At the New Yorker, David Denby expresses a similar sentiment: "In some ways, the movie is poorly made, and it is possibly disingenuous. What works in it, however, works terrifyingly well," while at LA Weekly, Ella Taylor muses that the film "falls into a familiar trap of agitprop filmmaking — turning the victim into a hero." Regarding the need to question the Three’s tale, Slate‘s Dana Stevens remarks that "A defender might counter that, given that the United States couldn’t come up with a justification for their detention even after the case went before the Supreme Court in 2002, the burden of proof hardly rests on Michael Winterbottom." And at indieWIRE/Reverse Shot, Nick Pinkerton concludes
The film doesn’t fly as art or entertainment–saddled with off-the-cuff DV cinematography that constantly fumbles for photojournalistic iconography and undistinguished characterizations. The film is a very poor example of either–but it’s intended to function as more than a movie, as an "event," a public advocacy campaign (the film’s British premiere was a national broadcast on Channel 4, watched by 1.6 million) for its protagonists/storytellers.

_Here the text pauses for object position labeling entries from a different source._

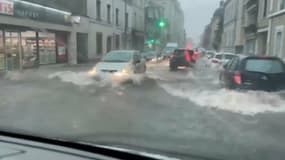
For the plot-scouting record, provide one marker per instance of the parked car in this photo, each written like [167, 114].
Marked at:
[210, 54]
[169, 49]
[221, 58]
[120, 63]
[150, 55]
[181, 57]
[254, 73]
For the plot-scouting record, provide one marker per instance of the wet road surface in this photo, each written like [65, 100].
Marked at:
[184, 112]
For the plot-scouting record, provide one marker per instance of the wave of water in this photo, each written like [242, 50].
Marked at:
[248, 103]
[82, 79]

+ "The Great New Wonderful": A.O. Scott sums up Danny Leiner‘s post-9/11 drama as a series of "quiet, tidy vignettes," and, while noting that Leiner "has a good eye for the small absurdities of ordinary life, and in particular for the unacknowledged," is frustrated by the studied obliqueness of its messaging. David Edelstein calls the film "spottily affecting," while an extremely unimpressed Ben Kenigsberg at the Village Voice notes that "Ironically, Leiner’s two monuments to pothead delirium seem vastly more coherent than this hazy attempt to mine the zeitgeist, a film every bit as pointed as its nounless title."
+ "Wassup Rockers": Has Larry Clark finally gone soft? Of his latest, and apparently benign skate punk-adventure, J. Hoberman writes that "bod-caressing camerawork aside, it seems as though Uncle Larry’s underlying fantasy might be a neorealist remake of ‘A Hard Day’s Night’ or a goofball ‘West Side Story.’" Andrew O’Hehir, who saw it in an earlier form at its premiere, claims that "even at its two-hour Slamdance festival length, it gradually developed its own rhythms and immersed you in these boys’ half-macho, half-naive worldview," and that "[i]f Clark’s attempts to weave in both tragedy and farcical comedy don’t completely click, this journey to the end of the night has an unexpected sweetness and joy at its gooey center." And at the New York Times, Stephen Holden, while not seeing the film as quite the departure others do, notes that "However you respond to ‘Wassup Rockers,’ it is completely alive, unlike any number of teenage Hollywood movies with their stale formulas and second-hand puerility."